The enemy of my enemy is my sister
Career criminal Vic Doloro isn’t the kind of guy you’d send a card to on Father’s Day. Layla Shawn never has. She’s spent most of her thirty-two years estranged from her father and haunted by the mysterious death of her mother.
Then Vic dies, leaving Layla—an unemployed artist—a tempting inheritance of ill-gotten money. Urging her to take the money is Vic’s other daughter, Bette, with whom Layla shares a troubled past. On a cross-country road trip, the two women mend fences, but Layla finds herself caught in the middle of an unsettled and lethal score between her father and a man who knows more than he should about her mother’s death.
As Layla zeroes in on the truth and wrestles with her own demons, she finds herself face to face with a killer.
Beth Castrodale worked as a newspaper reporter until her love of books led her to the publishing field. She was a senior editor at Bedford/St. Martin’s and is the founding editor of Small Press Picks. Her short fiction has appeared in numerous publications, including Marathon Literary Review, Printer’s Devil Review, and the Smoky Blue Literary and Arts Magazine. Her debut novel, Marion Hatley, was a finalist for a Nilsen Prize for a First Novel from Southeast Missouri State University Press, and an excerpt from her second novel, In This Ground, was a shortlist finalist for a William Faulkner – William Wisdom Creative Writing Award. Castrodale lives in Boston in a shadowy Victorian that’s proving to be an inspiration for her next book.

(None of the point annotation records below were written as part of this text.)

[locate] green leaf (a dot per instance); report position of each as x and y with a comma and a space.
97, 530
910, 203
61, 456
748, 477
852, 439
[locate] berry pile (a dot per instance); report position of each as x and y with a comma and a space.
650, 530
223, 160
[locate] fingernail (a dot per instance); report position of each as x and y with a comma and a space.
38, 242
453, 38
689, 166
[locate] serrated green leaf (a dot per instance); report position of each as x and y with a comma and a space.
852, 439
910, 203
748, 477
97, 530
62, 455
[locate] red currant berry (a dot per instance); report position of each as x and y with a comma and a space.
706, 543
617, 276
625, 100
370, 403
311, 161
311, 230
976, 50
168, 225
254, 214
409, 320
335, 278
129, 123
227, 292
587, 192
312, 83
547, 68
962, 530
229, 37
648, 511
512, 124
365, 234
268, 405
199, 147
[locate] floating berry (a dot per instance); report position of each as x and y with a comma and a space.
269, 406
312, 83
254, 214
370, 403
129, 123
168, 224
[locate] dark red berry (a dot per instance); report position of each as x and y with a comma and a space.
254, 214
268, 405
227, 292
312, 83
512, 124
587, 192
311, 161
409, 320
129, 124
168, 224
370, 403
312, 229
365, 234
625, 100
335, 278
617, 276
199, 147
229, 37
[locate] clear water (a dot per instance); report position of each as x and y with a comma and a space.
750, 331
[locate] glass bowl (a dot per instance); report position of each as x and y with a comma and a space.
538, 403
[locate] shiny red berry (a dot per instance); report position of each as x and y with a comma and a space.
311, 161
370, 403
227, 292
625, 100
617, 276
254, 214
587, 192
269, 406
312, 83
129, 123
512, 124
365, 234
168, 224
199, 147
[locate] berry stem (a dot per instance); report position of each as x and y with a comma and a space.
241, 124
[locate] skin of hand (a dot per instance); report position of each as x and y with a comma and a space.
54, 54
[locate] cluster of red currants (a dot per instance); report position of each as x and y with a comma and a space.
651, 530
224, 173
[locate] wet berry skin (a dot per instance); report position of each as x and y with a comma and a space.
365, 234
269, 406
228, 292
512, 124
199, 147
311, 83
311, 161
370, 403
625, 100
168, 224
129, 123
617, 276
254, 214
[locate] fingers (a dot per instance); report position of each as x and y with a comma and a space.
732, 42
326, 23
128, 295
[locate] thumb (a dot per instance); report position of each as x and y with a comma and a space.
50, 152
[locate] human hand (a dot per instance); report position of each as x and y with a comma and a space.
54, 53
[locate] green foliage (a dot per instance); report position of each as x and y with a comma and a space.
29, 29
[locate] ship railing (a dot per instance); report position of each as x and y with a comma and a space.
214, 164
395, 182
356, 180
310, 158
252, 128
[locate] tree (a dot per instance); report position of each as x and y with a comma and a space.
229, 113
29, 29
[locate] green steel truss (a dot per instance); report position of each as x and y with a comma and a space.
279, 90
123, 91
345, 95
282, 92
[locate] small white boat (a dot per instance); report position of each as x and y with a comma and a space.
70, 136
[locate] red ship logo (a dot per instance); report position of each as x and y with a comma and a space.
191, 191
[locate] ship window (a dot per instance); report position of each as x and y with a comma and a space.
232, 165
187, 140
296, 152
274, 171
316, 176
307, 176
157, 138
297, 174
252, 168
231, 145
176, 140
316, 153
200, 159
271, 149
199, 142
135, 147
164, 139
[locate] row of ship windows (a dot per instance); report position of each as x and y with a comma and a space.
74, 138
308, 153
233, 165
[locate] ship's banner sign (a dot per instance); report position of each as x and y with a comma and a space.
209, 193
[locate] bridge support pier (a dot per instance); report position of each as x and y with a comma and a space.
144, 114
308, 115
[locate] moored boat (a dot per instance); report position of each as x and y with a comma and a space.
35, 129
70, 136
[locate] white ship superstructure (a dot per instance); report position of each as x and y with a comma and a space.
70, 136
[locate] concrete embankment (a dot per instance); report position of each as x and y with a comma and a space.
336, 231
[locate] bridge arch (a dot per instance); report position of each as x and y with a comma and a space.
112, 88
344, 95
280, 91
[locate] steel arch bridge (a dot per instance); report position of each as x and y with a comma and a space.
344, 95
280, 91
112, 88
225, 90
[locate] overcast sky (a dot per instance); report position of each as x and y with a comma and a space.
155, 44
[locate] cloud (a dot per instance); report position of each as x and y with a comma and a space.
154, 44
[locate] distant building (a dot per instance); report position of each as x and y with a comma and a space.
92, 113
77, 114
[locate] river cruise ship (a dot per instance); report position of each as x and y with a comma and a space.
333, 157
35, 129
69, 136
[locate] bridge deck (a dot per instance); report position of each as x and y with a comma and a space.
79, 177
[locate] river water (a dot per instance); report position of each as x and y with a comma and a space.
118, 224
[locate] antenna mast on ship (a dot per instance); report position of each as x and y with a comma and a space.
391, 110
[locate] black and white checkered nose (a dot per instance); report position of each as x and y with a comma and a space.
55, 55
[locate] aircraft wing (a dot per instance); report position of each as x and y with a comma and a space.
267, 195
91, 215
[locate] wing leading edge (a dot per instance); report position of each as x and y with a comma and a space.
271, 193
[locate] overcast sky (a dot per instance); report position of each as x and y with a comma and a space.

I Mean You No Harm will be in bookstores, online and wherever fine books are sold on August 3, 2021.
Reedstown, Ohio, 2019
Layla never imagined she’d see her father again. But here she was, staring into his lily-draped casket.
The movie-star looks that had hooked her mother were long gone.
So was the figure from the courtroom sketches, expressionless except for the dark eyes brimming with what one reporter described as “menace.” That same reporter nicknamed him “Thundercloud.”
So was the man Layla had last seen during that ill-fated road trip twenty years ago, when those same dark eyes seemed edged with regret.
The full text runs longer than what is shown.